On Wed, Jan 06, 2021 at 04:45:48PM +0800, Ming Lei wrote:
> On Tue, Jan 05, 2021 at 07:39:38PM +0100, Christoph Hellwig wrote:
> > At least for iomap I think this is the wrong approach. Between the
> > iomap and writeback_control we know the maximum size of the writeback
> > request and can just use that.
>
> I think writeback_control can tell us nothing about max pages in single
> bio:

By definition, the iomap tells us exactly how big the IO is going to
be. i.e. an iomap spans a single contiguous range that we are going
to issue IO on. Hence we can use that to size the bio exactly
right for direct IO.

> - wbc->nr_to_write controls how many pages to writeback, this pages
> usually don't belong to same bio. Also this number is often much
> bigger than BIO_MAX_PAGES.
>
> - wbc->range_start/range_end is similar too, which is often much more
> bigger than BIO_MAX_PAGES.
>
> Also page/blocks_in_page can be mapped to different extent too, which is
> only available when wpc->ops->map_blocks() is returned,

We only allocate the bio -after- calling ->map_blocks() to obtain
the iomap for the given writeback range request. Hence we
already know how large the BIO could be before we allocate it.

> which looks not
> different with mpage_writepages(), in which bio is allocated with
> BIO_MAX_PAGES vecs too.

__mpage_writepage() only maps a page at a time, so it can't tell
ahead of time how big the bio is going to need to be as it doesn't
return/cache a contiguous extent range. So it's actually very
different to the iomap writeback code, and effectively does require
a BIO_MAX_PAGES vecs allocation all the time...

> Or you mean we can use iomap->length for this purpose?

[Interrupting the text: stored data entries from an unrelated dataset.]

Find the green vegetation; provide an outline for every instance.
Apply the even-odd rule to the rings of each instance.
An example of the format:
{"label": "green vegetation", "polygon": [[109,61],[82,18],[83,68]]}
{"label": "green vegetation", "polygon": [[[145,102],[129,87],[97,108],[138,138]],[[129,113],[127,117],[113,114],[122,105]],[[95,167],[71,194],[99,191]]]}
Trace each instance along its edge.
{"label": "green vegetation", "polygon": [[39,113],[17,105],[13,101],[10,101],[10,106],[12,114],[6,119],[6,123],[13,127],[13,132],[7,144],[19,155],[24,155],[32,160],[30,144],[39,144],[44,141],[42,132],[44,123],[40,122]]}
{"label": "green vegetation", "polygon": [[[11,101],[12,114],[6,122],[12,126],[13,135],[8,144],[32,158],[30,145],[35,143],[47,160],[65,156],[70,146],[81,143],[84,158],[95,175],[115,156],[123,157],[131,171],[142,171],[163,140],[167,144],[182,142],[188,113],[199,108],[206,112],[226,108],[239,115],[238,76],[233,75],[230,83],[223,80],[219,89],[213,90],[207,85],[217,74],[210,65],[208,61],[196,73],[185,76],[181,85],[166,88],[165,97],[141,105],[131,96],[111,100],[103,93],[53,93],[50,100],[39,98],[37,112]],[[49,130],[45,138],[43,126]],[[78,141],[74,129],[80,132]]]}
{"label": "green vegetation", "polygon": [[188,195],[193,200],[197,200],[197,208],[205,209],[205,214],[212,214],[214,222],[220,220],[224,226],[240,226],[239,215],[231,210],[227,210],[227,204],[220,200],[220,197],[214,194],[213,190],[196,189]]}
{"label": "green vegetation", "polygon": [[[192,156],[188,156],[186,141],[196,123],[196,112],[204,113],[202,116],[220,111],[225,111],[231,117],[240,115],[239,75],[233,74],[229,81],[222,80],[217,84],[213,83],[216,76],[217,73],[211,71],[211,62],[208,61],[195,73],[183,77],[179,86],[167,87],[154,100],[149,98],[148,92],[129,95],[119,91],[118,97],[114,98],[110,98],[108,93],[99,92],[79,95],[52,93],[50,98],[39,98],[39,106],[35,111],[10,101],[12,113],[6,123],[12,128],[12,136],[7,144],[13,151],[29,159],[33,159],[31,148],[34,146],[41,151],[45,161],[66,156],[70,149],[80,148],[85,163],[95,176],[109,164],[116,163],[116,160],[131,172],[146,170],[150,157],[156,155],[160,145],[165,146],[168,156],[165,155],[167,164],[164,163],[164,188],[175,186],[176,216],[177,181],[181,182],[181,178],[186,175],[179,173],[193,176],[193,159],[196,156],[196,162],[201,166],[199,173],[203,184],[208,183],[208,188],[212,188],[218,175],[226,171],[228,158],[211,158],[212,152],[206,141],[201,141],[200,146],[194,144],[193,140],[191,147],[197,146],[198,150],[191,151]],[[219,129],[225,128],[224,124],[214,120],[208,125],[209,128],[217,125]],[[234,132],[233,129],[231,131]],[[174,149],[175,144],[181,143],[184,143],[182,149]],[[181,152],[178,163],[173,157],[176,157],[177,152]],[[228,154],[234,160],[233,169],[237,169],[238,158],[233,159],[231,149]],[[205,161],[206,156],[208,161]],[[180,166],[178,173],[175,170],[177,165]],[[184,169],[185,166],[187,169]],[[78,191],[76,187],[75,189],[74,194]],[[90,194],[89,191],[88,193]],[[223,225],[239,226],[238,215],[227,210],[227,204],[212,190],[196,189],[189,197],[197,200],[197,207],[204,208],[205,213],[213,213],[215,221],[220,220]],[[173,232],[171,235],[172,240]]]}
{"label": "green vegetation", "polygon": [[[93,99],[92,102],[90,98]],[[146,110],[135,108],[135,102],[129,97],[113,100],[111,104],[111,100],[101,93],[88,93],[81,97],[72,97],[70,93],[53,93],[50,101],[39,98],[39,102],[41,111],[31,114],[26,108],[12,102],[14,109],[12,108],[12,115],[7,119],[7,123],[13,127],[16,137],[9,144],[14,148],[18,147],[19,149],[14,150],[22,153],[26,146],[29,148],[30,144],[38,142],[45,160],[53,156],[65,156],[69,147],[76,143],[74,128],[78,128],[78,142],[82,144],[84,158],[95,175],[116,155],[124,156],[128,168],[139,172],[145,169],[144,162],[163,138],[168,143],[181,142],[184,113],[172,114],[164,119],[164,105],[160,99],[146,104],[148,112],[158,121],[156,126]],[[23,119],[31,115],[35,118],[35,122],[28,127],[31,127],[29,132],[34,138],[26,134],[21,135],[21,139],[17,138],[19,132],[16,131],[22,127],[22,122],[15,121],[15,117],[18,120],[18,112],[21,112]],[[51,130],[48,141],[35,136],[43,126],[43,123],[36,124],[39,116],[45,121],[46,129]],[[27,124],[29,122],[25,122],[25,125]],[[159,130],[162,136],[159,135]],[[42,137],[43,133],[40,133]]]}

But iomap->length
> still is still too big in case of xfs.

if we are doing small random writeback into large extents (i.e.
iomap->length is large), then it is trivial to detect that we are
doing random writes rather than sequential writes by checking if the
current page is sequential to the last sector in the current bio.
We already do this non-sequential IO checking to determine if a new
bio needs to be allocated in iomap_can_add_to_ioend(), and we also
know how large the current contiguous range mapped into the current
bio chain is (ioend->io_size). Hence we've got everything we need to
determine whether we should do a large or small bio vec allocation
in the iomap writeback path...

Cheers,

Dave.
--
Dave Chinner
david@xxxxxxxxxxxxx